Karate
BDD-style API testing with built-in mocks, performance testing, and UI automation. All in one lightweight framework.
Overview
Karate, created by Peter Thomas at Intuit in 2017, is an open-source API testing framework built on top of Cucumber-JVM. It uses a simple Gherkin-like syntax for API tests, making it accessible to non-programmers while still powerful enough for complex scenarios. Karate uniquely combines API testing, mocks, performance testing (via integration with Gatling), and even UI automation in a single framework.
Karate is particularly popular with teams that want BDD-style tests without the boilerplate of traditional Cucumber step definitions.
What it's used for
Karate excels when:
- BDD-style API testing: Readable tests that business stakeholders can review without Java knowledge.
- Mock services needed: Karate's built-in mock server can simulate dependencies with minimal configuration.
- Performance + functional combined: Reuse Karate tests as Gatling performance scenarios.

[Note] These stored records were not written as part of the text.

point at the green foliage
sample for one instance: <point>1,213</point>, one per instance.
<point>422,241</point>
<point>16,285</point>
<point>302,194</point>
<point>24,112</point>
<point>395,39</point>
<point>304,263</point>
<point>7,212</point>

- Minimal setup required: Single JAR file, no complex dependencies or IDE configuration.
Pros & Cons
Pros
- Simple syntax — no Java coding required for most tests
- Built-in mock server for service virtualization
- Performance testing via Gatling integration
- UI automation support for end-to-end flows
- Single JAR deployment — minimal setup
Cons
- JVM-based — not suitable for non-Java teams
- Smaller community than Postman or REST Assured
- UI automation is basic compared to Playwright/Selenium
- Gatling integration requires Scala knowledge for advanced scenarios
- Debugging can be challenging for complex test flows
Platforms & Integrations
Karate runs on Windows, macOS, and Linux. It requires Java 8+ and Maven or Gradle. Tests are written in plain text files.
Pricing
| Tier | Cost | Includes |
|---|---|---|
| Open Source | Free | All features, mock server, Gatling integration, UI automation |
NZ Context
Karate has a growing following in NZ Java teams that want BDD-style API tests without Cucumber boilerplate. It is frequently mentioned in NZ testing meetups as a "hidden gem" for API automation. For teams already using Maven/Gradle, Karate adds almost zero setup overhead.
Alternatives
- Cucumber + REST Assured — More flexible but requires Java step definitions.
- Postman — GUI-first approach. Better for mixed teams and quick debugging.
- REST Assured — More powerful for pure Java teams that don't need BDD syntax.